Carmel

Mère Geneviève et Thérèse

Mère Geneviève meurt en 1891. Voici quelques éléments pour établir ce qu'elle pouvait penser de Thérèse :
Mère Geneviève de Sainte‑Thérèse est âgée de 82 ans à l'entrée de la jeune Thérèse. Elle était favorable à cette entrée et s'est opposée à ce sujet au Supérieur du Carmel. Elle avait assez confiance en Thérèse pour lui confier des souvenirs intimes, que la jeune carmélite a transcrits - lire ici.

De plus, Thérèse elle-même évoque à trois reprise la fondatrice dans la rédaction de son Manuscrit A.

Elle l'évoque d'abord juste après son décès, au folio 12 verso :

Le jour ou le lendemain du départ de Maman, il me prit dans ses bras en me disant :  «Viens embrasser une dernière fois ta pauvre petite Mère.» Et moi sans rien dire, j'approchai mes lèvres du front de ma Mère chérie... Je ne me souviens pas d'avoir beaucoup pleuré, je ne parlais à personne des sentiments profonds que je ressentais... Je regardais et j'écoutais en silence... personne n'avait le temps de s'occuper de moi aussi je voyais bien des choses qu'on aurait voulu me cacher ; une fois, je me trouvai en face du couvercle du cercueil... je m'arrêtai longtemps à le considérer, jamais je n'en avais vu, cependant je comprenais... j'étais si petite que malgré la taille peu élevée de Maman, j'étais obligée de lever la tête pour voir le haut et il me paraissait bien grand... bien triste... Quinze ans plus tard, je me trouvai devant un autre cercueil, celui de Mère Geneviève, il était de la même grandeur que celui de maman et je me crus encore aux jours de mon enfance !... Tous mes souvenirs revinrent en foule, c'était bien la même petite Thérèse qui regardait, mais elle avait grandi et le cercueil lui paraissait petit, elle n'avait plus besoin de lever la tête pour le voir ; elle ne la levait plus que pour contempler le Ciel qui lui paraissait bien joyeux, car toutes ses épreuves avaient pris fin et l'hiver de son âme était passé pour toujours...

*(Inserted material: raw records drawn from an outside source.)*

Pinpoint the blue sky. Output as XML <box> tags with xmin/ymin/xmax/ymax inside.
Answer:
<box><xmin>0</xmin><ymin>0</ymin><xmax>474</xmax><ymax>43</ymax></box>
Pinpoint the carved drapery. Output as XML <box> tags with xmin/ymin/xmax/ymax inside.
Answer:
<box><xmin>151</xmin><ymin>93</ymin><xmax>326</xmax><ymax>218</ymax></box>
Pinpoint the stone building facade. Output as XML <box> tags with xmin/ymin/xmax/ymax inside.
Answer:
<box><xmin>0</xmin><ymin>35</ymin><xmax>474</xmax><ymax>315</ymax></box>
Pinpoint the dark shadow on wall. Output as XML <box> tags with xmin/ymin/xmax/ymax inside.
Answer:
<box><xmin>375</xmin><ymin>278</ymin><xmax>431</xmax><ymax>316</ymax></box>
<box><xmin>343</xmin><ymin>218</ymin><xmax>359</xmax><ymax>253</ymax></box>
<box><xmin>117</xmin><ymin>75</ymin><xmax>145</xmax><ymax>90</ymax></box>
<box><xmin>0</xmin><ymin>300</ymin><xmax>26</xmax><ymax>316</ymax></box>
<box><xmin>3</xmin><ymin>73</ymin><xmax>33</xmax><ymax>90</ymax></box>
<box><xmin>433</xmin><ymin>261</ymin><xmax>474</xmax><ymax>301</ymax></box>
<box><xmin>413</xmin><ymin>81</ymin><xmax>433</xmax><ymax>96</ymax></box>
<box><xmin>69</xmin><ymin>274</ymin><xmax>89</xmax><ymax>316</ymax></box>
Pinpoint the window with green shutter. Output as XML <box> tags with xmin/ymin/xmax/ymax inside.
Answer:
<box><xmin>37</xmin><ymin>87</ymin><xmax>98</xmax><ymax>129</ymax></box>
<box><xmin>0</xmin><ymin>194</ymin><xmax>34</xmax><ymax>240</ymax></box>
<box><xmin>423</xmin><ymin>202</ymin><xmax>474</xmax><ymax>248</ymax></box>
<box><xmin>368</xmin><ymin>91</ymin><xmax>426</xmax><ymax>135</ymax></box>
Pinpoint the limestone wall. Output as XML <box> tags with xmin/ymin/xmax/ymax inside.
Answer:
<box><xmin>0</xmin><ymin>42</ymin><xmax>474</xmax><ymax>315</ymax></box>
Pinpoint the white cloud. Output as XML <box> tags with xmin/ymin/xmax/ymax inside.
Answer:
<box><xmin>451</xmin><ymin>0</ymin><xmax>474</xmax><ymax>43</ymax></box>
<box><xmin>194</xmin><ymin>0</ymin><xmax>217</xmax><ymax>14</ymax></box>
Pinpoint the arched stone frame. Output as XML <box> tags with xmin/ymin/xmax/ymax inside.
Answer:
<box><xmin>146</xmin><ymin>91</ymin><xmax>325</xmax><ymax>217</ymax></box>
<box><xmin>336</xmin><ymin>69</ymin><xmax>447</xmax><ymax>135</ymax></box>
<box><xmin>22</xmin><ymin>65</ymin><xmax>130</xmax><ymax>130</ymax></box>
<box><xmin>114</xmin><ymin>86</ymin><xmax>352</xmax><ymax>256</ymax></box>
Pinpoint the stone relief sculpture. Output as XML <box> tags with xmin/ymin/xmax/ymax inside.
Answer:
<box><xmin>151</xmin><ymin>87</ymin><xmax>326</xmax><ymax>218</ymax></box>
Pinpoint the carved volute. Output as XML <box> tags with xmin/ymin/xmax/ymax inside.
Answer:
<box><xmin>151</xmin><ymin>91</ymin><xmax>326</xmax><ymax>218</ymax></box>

Plus loin, Thérèse raconte son entrée au Carmel et parle de la présence de Mère Geneviève au choeur lors de son entrée (folio 69 verso):

Comme toutes les postulantes je fus conduite au choeur aussitôt après mon entrée ; il était sombre à cause du St Sacrement exposé et ce qui frappa d'abord mes regards, furent les yeux de notre sainte mère Geneviève qui se fixèrent sur moi ; je restai un moment à genoux à ses pieds remerciant le bon Dieu de la grâce qu'Il m'accordait de connaître une sainte.

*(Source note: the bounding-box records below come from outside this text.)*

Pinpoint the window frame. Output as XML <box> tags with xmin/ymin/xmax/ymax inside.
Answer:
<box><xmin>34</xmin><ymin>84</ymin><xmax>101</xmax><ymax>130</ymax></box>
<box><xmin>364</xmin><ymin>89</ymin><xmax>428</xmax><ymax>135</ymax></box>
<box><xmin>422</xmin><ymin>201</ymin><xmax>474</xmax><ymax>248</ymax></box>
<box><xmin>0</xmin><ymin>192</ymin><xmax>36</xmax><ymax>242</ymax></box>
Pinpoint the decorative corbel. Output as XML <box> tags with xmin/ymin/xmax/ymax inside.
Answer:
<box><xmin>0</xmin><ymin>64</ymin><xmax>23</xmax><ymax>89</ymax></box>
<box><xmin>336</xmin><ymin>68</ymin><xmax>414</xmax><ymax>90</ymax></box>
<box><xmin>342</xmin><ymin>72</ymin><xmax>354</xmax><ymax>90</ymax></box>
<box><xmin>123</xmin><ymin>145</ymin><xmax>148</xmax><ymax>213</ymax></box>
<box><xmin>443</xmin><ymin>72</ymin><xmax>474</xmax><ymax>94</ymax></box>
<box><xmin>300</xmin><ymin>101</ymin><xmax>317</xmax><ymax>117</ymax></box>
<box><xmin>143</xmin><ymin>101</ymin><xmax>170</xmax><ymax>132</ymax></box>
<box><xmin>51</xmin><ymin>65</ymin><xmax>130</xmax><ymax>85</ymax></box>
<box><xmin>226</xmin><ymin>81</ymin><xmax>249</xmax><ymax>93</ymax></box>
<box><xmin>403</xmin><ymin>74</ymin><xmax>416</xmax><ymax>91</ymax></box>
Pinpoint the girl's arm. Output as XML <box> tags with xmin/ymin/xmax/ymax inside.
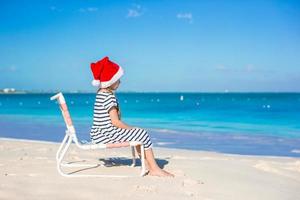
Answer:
<box><xmin>109</xmin><ymin>107</ymin><xmax>132</xmax><ymax>129</ymax></box>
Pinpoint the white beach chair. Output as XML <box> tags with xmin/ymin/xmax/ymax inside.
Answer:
<box><xmin>50</xmin><ymin>92</ymin><xmax>146</xmax><ymax>177</ymax></box>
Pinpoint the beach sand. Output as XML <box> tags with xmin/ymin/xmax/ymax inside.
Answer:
<box><xmin>0</xmin><ymin>139</ymin><xmax>300</xmax><ymax>200</ymax></box>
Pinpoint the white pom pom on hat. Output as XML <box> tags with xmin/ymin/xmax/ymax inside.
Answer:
<box><xmin>91</xmin><ymin>56</ymin><xmax>124</xmax><ymax>88</ymax></box>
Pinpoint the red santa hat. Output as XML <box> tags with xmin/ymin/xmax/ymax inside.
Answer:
<box><xmin>91</xmin><ymin>57</ymin><xmax>124</xmax><ymax>88</ymax></box>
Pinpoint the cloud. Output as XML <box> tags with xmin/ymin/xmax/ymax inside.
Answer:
<box><xmin>176</xmin><ymin>13</ymin><xmax>193</xmax><ymax>24</ymax></box>
<box><xmin>79</xmin><ymin>7</ymin><xmax>98</xmax><ymax>13</ymax></box>
<box><xmin>126</xmin><ymin>4</ymin><xmax>143</xmax><ymax>18</ymax></box>
<box><xmin>0</xmin><ymin>65</ymin><xmax>17</xmax><ymax>72</ymax></box>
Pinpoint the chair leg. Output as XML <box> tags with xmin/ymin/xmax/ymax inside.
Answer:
<box><xmin>56</xmin><ymin>135</ymin><xmax>72</xmax><ymax>176</ymax></box>
<box><xmin>56</xmin><ymin>134</ymin><xmax>70</xmax><ymax>160</ymax></box>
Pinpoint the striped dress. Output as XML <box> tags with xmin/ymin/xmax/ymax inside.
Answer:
<box><xmin>90</xmin><ymin>92</ymin><xmax>152</xmax><ymax>149</ymax></box>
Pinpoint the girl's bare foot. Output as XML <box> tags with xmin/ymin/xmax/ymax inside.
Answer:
<box><xmin>148</xmin><ymin>169</ymin><xmax>174</xmax><ymax>177</ymax></box>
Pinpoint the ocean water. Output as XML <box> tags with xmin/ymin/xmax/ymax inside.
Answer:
<box><xmin>0</xmin><ymin>93</ymin><xmax>300</xmax><ymax>157</ymax></box>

Enfin, Thérèse aux folio 78 et 79, nous partage son héritage:

Le Dimanche suivant, je voulus savoir quelle révélation Mère Geneviève avait eue ; elle m'assura n'en avoir reçu aucune, alors mon admiration fut encore plus grande, voyant à quel degré éminent Jésus vivait en elle et la faisait agir et parler. Ah ! cette sainteté-là me paraît la plus vraie, la plus sainte et c'est elle que je désire car il ne s'y rencontre aucune illusion... Je n'attache pas d'importance à mes rêves, d'ailleurs j'en ai rarement de symboliques et je me demande même comment il se fait que pensant toute la journée au Bon Dieu, je ne m'en occupe pas davantage pendant mon sommeil... ordinairement je rêve les bois, les fleurs, les ruisseaux et la mer et presque toujours, je vois de jolis petits enfants, j'attrape des papillons et des oiseaux comme jamais je n'en ai vus. Vous voyez, ma Mère, que si mes rêves ont une apparence poétique, ils sont loin d'être mystiques... Une nuit après la mort de Mère Geneviève j'en fis un plus consolant : je rêvai qu'elle faisait son testament, donnant à chaque soeur une chose qui lui avait appartenu ; quand vint mon tour, je croyais ne rien recevoir, car il ne lui restait plus rien, mais se soulevant elle me dit par trois fois avec un accent pénétrant : «A vous, je laisse mon coeur.»